Validated Product - NetIQ Security Manager 5.5

PRODUCT DESCRIPTION

The NetIQ Security Manager is an application that can act as an intrusion detection system for intrusion detection systems as well as for operating systems, firewalls, and antivirus applications. The TOE provides the ability to collect, standardize, and archive collected data from disparate IT systems. The TOE also provides the capability to review the collected data, and generate forensic analysis and trend analysis reports. All communications between the TOE distributed components are encrypted.

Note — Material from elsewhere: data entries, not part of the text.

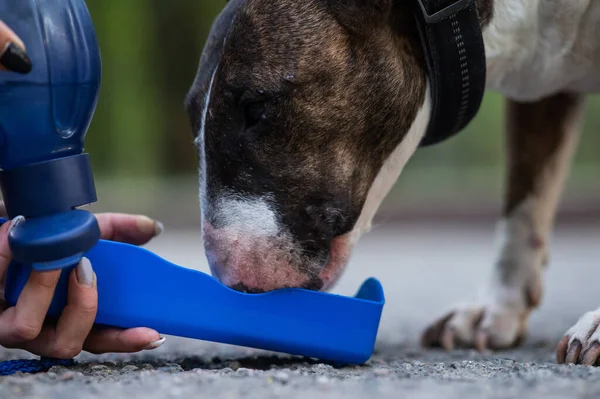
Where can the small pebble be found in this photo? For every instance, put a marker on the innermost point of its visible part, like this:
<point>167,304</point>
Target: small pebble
<point>234,365</point>
<point>244,371</point>
<point>322,380</point>
<point>381,372</point>
<point>69,375</point>
<point>281,377</point>
<point>171,368</point>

SECURITY EVALUATION SUMMARY

The evaluation was carried out in accordance with the Common Criteria Evaluation and Validation Scheme (CCEVS) process and scheme. The criteria against which the NetIQ Security Manager TOE was judged are described in the Common Criteria for Information Technology Security Evaluation, Version 2.3. The evaluation methodology used by the evaluation team to conduct the evaluation is the Common Methodology for Information Technology Security Evaluation, Version 1.0. SAIC determined that the evaluation assurance level (EAL) for the product is the EAL 2 family of assurance requirements. The product, when configured as specified in the installation guides and user guides, satisfies all of the security functional requirements stated in the NetIQ Security Manager 5.5 Security Target. A validator on behalf of the CCEVS Validation Body monitored the evaluation carried out by SAIC. The evaluation was completed in August 2007. Results of the evaluation can be found in the Common Criteria Evaluation and Validation Scheme Validation Report for NetIQ Security Manager 5.5 prepared by CCEVS.

ENVIRONMENTAL STRENGTHS

The NetIQ Security Manager is a commercial IDS application that provides identification and authentication, security management, intrusion detection and event correlation, and protection of the TOE security functions.